The risks are real and should not be understated. Emissions create ongoing sell pressure, AggLayer adoption is still unproven at scale, and intense competition among scaling solutions could erode Polygon's share. Like all crypto assets, POL is highly volatile and can experience sharp drawdowns. This article is editorial analysis, not financial advice, and readers should do their own research and consider their risk tolerance before making any decision.

POL (ex-MATIC) FAQ

What is POL (ex-MATIC)?+

POL (ex-MATIC) is the native token of the Polygon ecosystem and the successor to MATIC. It was introduced in the 2024 migration to serve as the gas, staking and governance token across Polygon's multichain network, including the AggLayer settlement layer.

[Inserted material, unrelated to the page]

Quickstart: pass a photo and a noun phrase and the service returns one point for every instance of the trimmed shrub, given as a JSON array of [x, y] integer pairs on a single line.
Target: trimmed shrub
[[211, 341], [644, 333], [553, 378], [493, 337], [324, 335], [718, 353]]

How does POL (ex-MATIC) work?+

POL is staked by validators who secure Polygon's proof-of-stake chain and, increasingly, multiple chains connected through the AggLayer. Validators earn rewards and fees, while users spend POL on gas. The network settles to Ethereum for added security.

What is POL used for?+

POL is used to pay transaction fees on Polygon, to stake to validators for network security and rewards, to participate in governance, and as settlement collateral within Polygon's AggLayer cross-chain framework.

Is POL (ex-MATIC) a good investment?+

POL benefits from Polygon's established adoption, staking yield and the AggLayer thesis, but it carries real risks including token emissions, unproven multichain scaling and fierce competition. It is a highly volatile asset, so treat any allocation as high risk and do your own research. This is not financial advice.